Dr. Williams rushes to remove the probes before Rhen is injured. Dr. Loudin is tapping intently into his pad, trying, no doubt, to make sense of what just happened, to find the code that allowed Rhen to move from subconscious to conscious thought.
Rhen stands and turns around to see Berk and me. She is confused. I want to go out, but Berk holds me tightly to his side. “Wait.”
“All of you may leave.” Dr. Loudin dismisses the Assistants
with a wave. He walks to the observation chamber and opens the door, motioning us out.
Berk never lets go of my hand. We stand and walk into the laboratory.
“Sit there.” Dr. Loudin points to a couch in the corner of the room. Dr. Williams calls to him, pad in hand, and the pair exit. The door slams behind them, the metal echoing in the large room.
“What happened?” Rhen rubs her head, smoothing back her hair from where the probes had been.
“What do you remember?” Berk turns so he can see Rhen, who is seated on my right.
“A room with music.” Rhen’s eyes are far away. “Darkness. Then Pod C. But it was empty. Until I . . .”
Rhen shakes her head. What happened is so illogical, she cannot even bring herself to speak of it.
“You made the furniture appear,” I finish for her.
“But that is impossible.”
“It was a simulation,” Berk says.
“What?”
Berk explains the simulation and the test, the experiment to find a connection between logic and music.
“But how did my being in the simulation help determine that connection?” Rhen asks.
“Dr. Loudin has been studying the brain for years. He applied one of his programs to your simulation.”
“And what did he find?”
“I am sure he is discussing that with Dr. Williams right now.” Berk looks at the closed door.
“And I am sure he won’t bother sharing those results with us.” I lean back.
“We will be annihilated,” Rhen says. She isn’t upset or angry. Just stating facts.
“Unless they need your assistance in the decoding.” Berk rubs my hand with his thumb.
“What are you doing?” Rhen leans over and sees my hand in Berk’s.
I want to explain that we are in love. I want her to know what love is and where it comes from, to break through her logic and help her find emotions. I am sure they are somewhere in her, suppressed, yes, but not gone. Her loyalty is proof enough that she has some feelings. She has just never allowed herself to connect with them.
But I don’t have time to tell her anything because the door is opening and the two Scientists are returning, huge smiles on both their faces.
“While we commend you both on a job well done”—Dr. Loudin replaces his pad on the desk—“we regret to inform you that your assistance is no longer needed.”

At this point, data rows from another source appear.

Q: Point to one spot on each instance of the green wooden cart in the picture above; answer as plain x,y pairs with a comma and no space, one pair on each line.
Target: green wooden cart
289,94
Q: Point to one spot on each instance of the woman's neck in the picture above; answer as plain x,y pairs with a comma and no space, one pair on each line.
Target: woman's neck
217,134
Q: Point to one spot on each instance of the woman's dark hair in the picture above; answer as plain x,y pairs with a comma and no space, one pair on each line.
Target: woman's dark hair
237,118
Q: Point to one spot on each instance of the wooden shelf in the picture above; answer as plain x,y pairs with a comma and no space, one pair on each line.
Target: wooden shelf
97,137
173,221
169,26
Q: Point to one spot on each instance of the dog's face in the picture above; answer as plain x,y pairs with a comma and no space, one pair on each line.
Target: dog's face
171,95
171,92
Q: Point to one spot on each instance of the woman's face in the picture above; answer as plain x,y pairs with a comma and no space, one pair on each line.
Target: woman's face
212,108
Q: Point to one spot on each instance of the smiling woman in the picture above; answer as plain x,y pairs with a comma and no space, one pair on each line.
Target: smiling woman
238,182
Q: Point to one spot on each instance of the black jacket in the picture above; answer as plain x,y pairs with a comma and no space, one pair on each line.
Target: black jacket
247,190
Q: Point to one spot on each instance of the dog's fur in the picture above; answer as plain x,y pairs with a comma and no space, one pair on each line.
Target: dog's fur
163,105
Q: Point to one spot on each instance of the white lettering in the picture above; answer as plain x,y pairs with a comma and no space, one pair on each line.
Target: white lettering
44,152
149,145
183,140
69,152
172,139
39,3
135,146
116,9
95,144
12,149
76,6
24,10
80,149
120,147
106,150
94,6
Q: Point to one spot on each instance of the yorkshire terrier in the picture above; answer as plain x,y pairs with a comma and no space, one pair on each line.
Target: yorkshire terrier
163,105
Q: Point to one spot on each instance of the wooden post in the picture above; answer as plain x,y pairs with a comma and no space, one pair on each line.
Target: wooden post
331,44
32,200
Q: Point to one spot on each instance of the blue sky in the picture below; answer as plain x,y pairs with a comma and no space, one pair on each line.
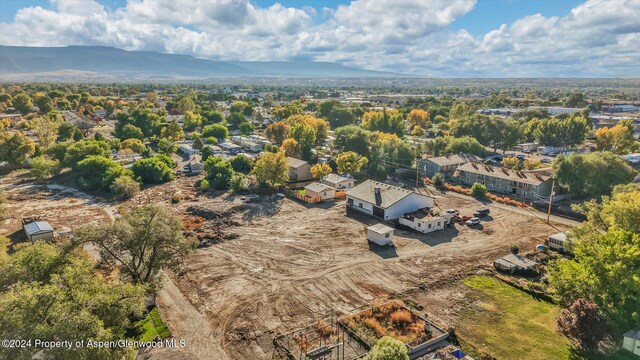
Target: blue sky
485,16
440,38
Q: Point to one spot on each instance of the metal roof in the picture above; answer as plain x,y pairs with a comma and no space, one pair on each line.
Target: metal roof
387,196
380,228
37,227
318,187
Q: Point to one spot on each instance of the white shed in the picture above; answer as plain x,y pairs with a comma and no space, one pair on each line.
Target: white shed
38,230
380,234
631,341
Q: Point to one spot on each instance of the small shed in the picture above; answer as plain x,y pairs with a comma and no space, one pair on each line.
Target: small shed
38,230
380,234
318,190
631,341
515,264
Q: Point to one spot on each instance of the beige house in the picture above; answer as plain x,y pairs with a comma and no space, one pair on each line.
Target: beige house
446,165
318,190
380,234
338,181
532,185
299,170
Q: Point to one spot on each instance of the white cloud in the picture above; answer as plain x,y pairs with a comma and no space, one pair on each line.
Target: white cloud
597,38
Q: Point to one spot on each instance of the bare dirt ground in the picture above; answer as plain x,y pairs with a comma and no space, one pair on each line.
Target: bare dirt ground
291,264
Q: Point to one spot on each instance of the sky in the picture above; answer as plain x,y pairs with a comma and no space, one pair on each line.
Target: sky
438,38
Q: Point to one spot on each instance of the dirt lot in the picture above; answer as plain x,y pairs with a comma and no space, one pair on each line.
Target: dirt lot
291,264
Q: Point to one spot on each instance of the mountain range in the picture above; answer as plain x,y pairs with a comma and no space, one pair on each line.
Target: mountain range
105,63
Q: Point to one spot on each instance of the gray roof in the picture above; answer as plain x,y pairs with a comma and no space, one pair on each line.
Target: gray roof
335,178
516,260
559,236
634,334
454,159
295,163
387,196
380,228
37,227
533,178
318,187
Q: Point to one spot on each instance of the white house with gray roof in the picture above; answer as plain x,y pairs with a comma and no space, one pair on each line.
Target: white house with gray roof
385,201
38,230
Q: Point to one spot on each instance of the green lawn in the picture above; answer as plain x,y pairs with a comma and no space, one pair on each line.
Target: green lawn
153,326
510,324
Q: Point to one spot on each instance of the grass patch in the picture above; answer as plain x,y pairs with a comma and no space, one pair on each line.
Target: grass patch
510,324
152,326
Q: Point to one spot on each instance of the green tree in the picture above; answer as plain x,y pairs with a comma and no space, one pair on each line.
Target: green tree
185,104
22,103
80,150
388,348
141,242
478,190
235,119
131,132
98,173
305,135
219,173
192,121
241,164
152,171
125,187
438,180
592,174
277,132
50,292
134,145
272,169
218,131
173,131
43,168
16,149
349,162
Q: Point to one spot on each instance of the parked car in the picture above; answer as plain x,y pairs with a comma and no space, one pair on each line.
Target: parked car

“Of course,” Rhen says. “I am pleased to have been of service.”
“You were of great service,” Dr. Williams says, still smiling. “With this data, we are well on our way to being able to access the subconscious brain. There are so many possibilities from there. I am certain we will be able to use this to discover a solution to the oxygen problem.”
Berk steps forward. “Then why not keep them here? Continue to use them?”